Avery folded the note. "They" were undoubtedly Evelyn, Bernard, and Miss Makepeace. With that short sentence Lily had fulfilled her obligation. For a woman who'd penned voluminous letters on no weightier topic than "a footman's livery" you'd think she would have something more to say. Some cautionary word, some indication… my God! he thought, crumpling the sheet into a tight ball, they'd shared their bodies; she could have shared more than four words!

He dropped the letter onto the narrow cot that one borrowed for six shillings a night at the Hound and Hare. He missed Mill House. No, he missed what Lily had made of Mill House, the uncluttered, homely comforts and relaxed atmosphere.

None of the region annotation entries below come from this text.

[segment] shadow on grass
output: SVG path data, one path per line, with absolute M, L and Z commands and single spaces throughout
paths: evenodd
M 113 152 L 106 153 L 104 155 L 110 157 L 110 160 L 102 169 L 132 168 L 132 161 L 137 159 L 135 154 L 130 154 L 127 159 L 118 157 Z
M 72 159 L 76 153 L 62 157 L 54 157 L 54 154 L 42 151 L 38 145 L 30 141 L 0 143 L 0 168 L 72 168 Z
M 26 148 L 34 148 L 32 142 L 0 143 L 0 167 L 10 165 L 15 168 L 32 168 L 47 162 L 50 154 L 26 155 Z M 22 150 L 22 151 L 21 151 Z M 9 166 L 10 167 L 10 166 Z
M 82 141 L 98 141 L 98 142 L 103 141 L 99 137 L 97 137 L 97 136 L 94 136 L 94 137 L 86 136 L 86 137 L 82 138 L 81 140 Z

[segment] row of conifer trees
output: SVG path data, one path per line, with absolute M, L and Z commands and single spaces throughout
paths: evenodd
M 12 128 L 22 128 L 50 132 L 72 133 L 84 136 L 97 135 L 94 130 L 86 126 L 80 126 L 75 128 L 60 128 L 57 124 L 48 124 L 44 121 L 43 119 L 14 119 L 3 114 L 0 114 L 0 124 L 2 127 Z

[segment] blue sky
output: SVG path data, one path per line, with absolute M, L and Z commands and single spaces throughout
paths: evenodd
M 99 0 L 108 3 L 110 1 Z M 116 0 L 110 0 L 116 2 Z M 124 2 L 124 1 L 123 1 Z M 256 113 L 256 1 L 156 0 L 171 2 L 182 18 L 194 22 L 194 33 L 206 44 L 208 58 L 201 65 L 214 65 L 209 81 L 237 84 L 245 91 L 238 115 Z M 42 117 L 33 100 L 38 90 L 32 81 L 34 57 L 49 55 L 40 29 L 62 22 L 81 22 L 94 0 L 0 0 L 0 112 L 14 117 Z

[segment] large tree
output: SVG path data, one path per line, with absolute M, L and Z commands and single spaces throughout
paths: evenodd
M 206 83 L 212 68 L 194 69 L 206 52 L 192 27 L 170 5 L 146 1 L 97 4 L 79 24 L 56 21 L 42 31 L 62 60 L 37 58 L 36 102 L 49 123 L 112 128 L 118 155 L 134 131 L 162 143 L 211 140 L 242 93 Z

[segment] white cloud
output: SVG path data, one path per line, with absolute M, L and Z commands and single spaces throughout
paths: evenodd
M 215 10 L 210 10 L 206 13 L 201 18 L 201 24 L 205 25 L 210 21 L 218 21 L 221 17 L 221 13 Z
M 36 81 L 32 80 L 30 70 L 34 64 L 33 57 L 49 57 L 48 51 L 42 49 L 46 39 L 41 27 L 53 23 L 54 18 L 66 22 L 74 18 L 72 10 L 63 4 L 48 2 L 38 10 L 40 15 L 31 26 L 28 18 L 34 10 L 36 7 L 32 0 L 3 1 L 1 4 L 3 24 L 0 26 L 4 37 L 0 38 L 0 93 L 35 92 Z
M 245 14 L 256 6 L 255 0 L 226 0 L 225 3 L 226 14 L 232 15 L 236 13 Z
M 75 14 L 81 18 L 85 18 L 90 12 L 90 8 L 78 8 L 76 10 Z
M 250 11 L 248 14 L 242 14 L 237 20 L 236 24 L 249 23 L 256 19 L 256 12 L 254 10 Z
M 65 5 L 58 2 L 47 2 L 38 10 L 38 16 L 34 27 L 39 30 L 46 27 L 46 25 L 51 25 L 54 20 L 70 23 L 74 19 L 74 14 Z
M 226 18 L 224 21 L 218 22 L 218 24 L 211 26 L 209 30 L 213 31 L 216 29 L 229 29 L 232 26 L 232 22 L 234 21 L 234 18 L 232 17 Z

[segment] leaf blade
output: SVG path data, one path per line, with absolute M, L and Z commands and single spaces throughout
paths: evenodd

He missed Lily. The odd, stunningly beautiful woman who challenged his preconceptions and had wrested his wholehearted respect. He missed her sharp tongue, her crafty penuriousness, her ridiculous campaign to save race horses, and her honest bewilderment in dealing with Bernard's adolescent crush.

He did not know how he could live without her.

He certainly couldn't live at Mill House without her. It was hers. From the cheap reproduced Sevres vase to the comfortable sitting room, it bore her stamp. Even the bloody portraits in that embarrassingly pretentious gallery somehow belonged to her. It was a home only as long as Lily was its mistress.

He bent down and extracted from beneath the slumped mattress a battered valise, withdrawing a tightly bound bundle. He could at least make something come right of this ungodly coil.

He snagged his coat from a peg and headed out of the inn, nodding at the blushing girl scouring the whitewashed steps. He began walking the dusty road that led to Mill House.

 

"Here. This will rebuild the stables and put you in the black once more." Avery dumped the thick packet of bills on the desk.

She looked composed and remote and cool. Her impeccably clean bloomers and stiff man's shirt had more starch in them than a Chinese laundry. She glanced down at the money. "What is this?"

"Your money."

Her gaze, flat and wary, slid up to meet his. "I don't have any money."

"You have this. It's the money you've been sending me for five years. It's the allowance. I kept it."

For a second, surprise kindled a gleam in her dark, empty eyes. He'd only one thing now to offer her— one thing that she might be convinced to take, but he must do it carefully, lest even this small token, this tiny thing he could do for her, be thrown back.

"I don't believe you," she said.

"I don't really give a damn whether you believe me or not," he lied. "Stop reacting like some self-proclaimed misused debutante and
think
."

His words had the desired effect. The pain and wariness disappeared from her expression. Her flesh smoothed tightly to the bone. If she'd been a horse her ears would have been lying flat.

"I do
not
think I have been misused," she said loudly, coming round from her side of the desk. "I am sure that you consider you have acted in a most noble manner by offering me your money—"

"Listen, Lily," he cut in, pulling his cigar case from his jacket pocket and taking his time in making his selection. "I made a bid for you," he murmured. "I lost it. I may be selfish but I hope I am still a gentleman."

"Oh, yes," he heard her say softly. "One cannot say you weren't a gentleman."

He fumbled a cigar free of the holder, in doing so taking a short reprieve. He took his time nipping the end off it, jammed it between his teeth, and finally looked at her.